Whole Hog—The Washington watchdog group Citizens Against Government Waste keeps a sharp eye on the under-reported phenomenon of pork barrel politics. That’s the antiquated system used by members of Congress to invisibly slip a total of billions of taxpayer dollars into legislation that steers big chunks of cash back to projects in their states and congressional districts. Nobody else monitors this sneaky fiscal butchery as thoroughly as the Citizens Against Government Waste.
To bring the latest pork barrel total for fiscal year 2005 to $27.3 billion, members of Congress stuffed financing for 13,997 special back-home projects into 13 appropriations bills. The insertions were made secretively during committee revisions of appropriations measures, and most members of Congress remained unaware of them when the bills reached a floor vote.
The watchdog group’s 67-page paperback, The 2005 Congressional Pig Book Summary, includes a state-by-state table that shows Alaska as the most pigged-out state, with $645,502,000 in special projects—$984.85 per capita. Hawaii is right up there, with $573,926,000 in pork barrel projects—$454.47 per capita.
The Pig Book can be ordered for $5 by phone with a credit card at 1-800-232-6479 or by mail with a check sent to Citizens Against Government Waste, 1301 Connecticut Avenue N.W., Suite 400, Washington, DC 20036. Consult their website for more information.
Exterminated?—Pest control was the business of Representative Tom DeLay, in Sugar Land, Texas, before his first election to the House in 1984. DeLay is now in his eleventh term. “The Exterminator,” as he is known, when he is not called “The Hammer” for his intimidation of his colleagues, is the subject of growing speculation on his future. At issue is his arm-twisting role as the Republican majority leader in the House.
Wrapped in a growing cloak of scandal, can he be “decapitated as king of the Hill?” asked the British magazine The Economist last month. In the 1960s he was expelled by Baylor University; so why not now? The sense here is that he may be rebuked and demoted to ex-majority leader, but probably will not be ejected from the House.
A Double Whammy—Get a bike. The soaring cost of gasoline is one reason to get one, but now come the soaring rates—on top of the traffic jams—on toll roads. The trouble is that bicycles are not allowed on most of them.
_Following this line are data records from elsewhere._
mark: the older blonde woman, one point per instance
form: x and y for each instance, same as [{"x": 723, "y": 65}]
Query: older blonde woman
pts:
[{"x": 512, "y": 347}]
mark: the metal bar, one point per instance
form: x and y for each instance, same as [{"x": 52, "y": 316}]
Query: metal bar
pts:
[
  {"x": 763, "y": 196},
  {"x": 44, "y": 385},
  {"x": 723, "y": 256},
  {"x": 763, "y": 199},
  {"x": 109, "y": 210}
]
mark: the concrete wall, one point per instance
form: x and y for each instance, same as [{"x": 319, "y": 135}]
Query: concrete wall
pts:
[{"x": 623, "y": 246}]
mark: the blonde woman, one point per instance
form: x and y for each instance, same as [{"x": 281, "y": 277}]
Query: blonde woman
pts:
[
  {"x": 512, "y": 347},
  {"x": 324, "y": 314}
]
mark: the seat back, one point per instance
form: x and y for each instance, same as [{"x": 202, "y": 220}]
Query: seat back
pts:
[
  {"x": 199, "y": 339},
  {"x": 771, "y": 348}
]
The Wall Street Journal keeps track of prices on stocks, bonds—and now on trips to see Grandma. It forecasts a price rise of 56 percent for the tolls on the Illinois Tollway by the end of May, 43 percent on the Pennsylvania Turnpike, and 25 percent on the country’s longest toll road, the New York State Thruway, which will see its tolls rise from $14.70 to $18.50 for the full stretch.
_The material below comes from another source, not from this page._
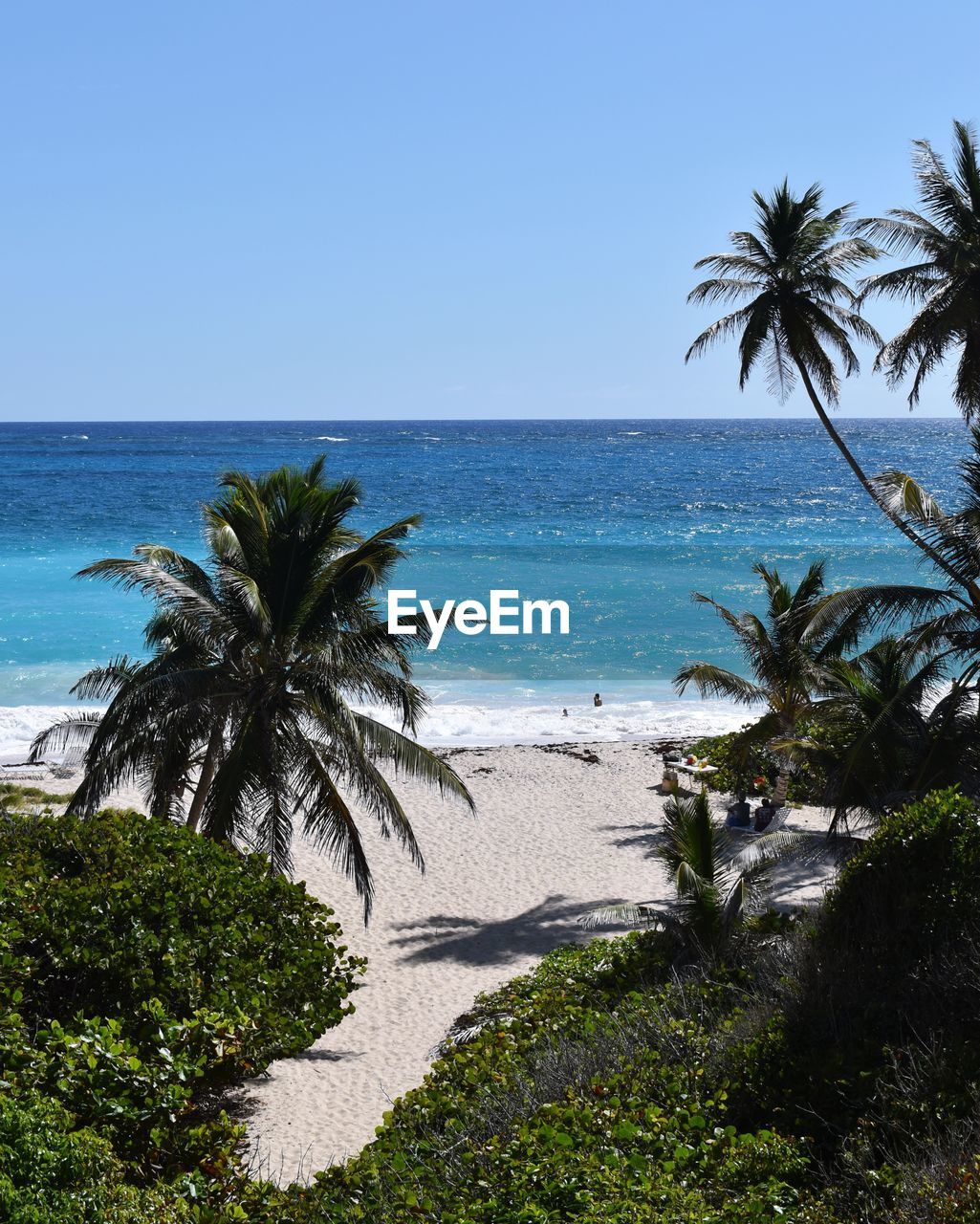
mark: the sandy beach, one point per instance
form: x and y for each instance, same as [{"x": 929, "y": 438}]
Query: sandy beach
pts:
[{"x": 558, "y": 829}]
Promoted as a drivers’ bargain, New Jersey’s Garden State Parkway is shutting down some of its traffic-jamming toll gates, but motorists who are used to paying 35 cents per line-up will now pay 70 cents per gate.
Even access to a shorter but sclerotic commuter artery, the 14-mile Dulles Toll Road in the Virginia suburbs of Washington, D.C., is doubling to $3. And the San Francisco-Oakland Bay Bridge goes from $2 to $3 this month. The tolls at nine commuter traffic bridges and tunnels in the New York City area rose 13 percent in March.
J. Edgar Who?—Newspapers neglected the story, but it got some attention on TV news. For a week or so, G-men, U.S. Marshals, and local police were shown rounding up as many as 10,000 “wanted” criminal suspects—most long known to law men but neglected by them. The public was treated to the unedifying spectacle of cops breaking down doors to make arrests (courtesy of unlabeled government video footage). It all seemed reminiscent of J. Edgar Hoover’s F.B.I., and a bit of former Attorney General John Ashcroft.
But this time it was the new attorney general, Alberto Gonzales, who was in charge, and who forked $900,000 in federal money to U.S. and state and local lawmen. He appeared at a Justice Department news conference to explain the raids. It appears that the police-neglected bad guys can now expect to spend at least some time in jail before they can appear before a case-jammed judge.